Брачный контракт Анрио и Алисы был подписан в большой гостиной замка Комбо. Император, согласно своему обещанию, присутствовал на этой церемонии, прибыв к Лефеврам в сопровождении Дюрока и еще нескольких офицеров свиты.
Алиса, восхитительная в белом туалете, сияла счастьем. Анрио, счастливый не меньше ее, отрывал взоры от своей юной подруги лишь с тем, чтобы бросить взгляд, полный глубокой благодарности, на маршала Лефевра и герцогиню Данцигскую; свежие и добрые лица этой почтенной четы выражали удовольствие при виде состоявшегося наконец союза двоих детей, которые выросли вместе и сон которых баюкала пушечная пальба. Радость жениха усиливалась еще более производством в полковники стрелкового полка. Этот приказ был свадебным подарком императора.
После церемонии хозяева замка повели молодых обрученных и некоторых избранных гостей в парк; там начались увеселения и народные праздники, которым предстояло продолжаться несколько дней.

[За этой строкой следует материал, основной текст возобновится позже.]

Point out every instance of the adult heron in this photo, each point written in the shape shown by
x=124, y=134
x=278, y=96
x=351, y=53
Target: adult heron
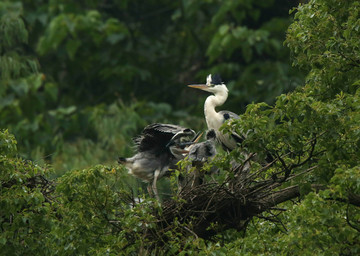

За одним из столов, накрытых перед замком на лужайке, где уже сидели и угощались крестьяне, ораторствовал сухопарый, долговязый мужчина, на голову выше всех остальных пирующих, окруженный множеством любопытных голов, склоненных ушей, разинутых ртов. На нем было длинное синее пальто с металлическими пуговицами, аккуратно застегнутое, а на голове треуголка, надетая набекрень. В петлице у него алела красная ленточка. К пуговице пальто была прицеплена большая и толстая трость на кожаном ремешке. Порой он поднимался из-за стола, отцеплял трость и ловко вертел ею вокруг себя, сопровождая это упражнение тремя или четырьмя возгласами: «Да здравствует император! Да здравствует маршал! Да здравствует герцогиня!» Затем, довольный, успокоившийся, великан опять вешал трость на пуговицу, снова садился на свое место за столом и принимался пить, есть и разглагольствовать, служа предметом восхищения для всего люда, составлявшего как бы его двор.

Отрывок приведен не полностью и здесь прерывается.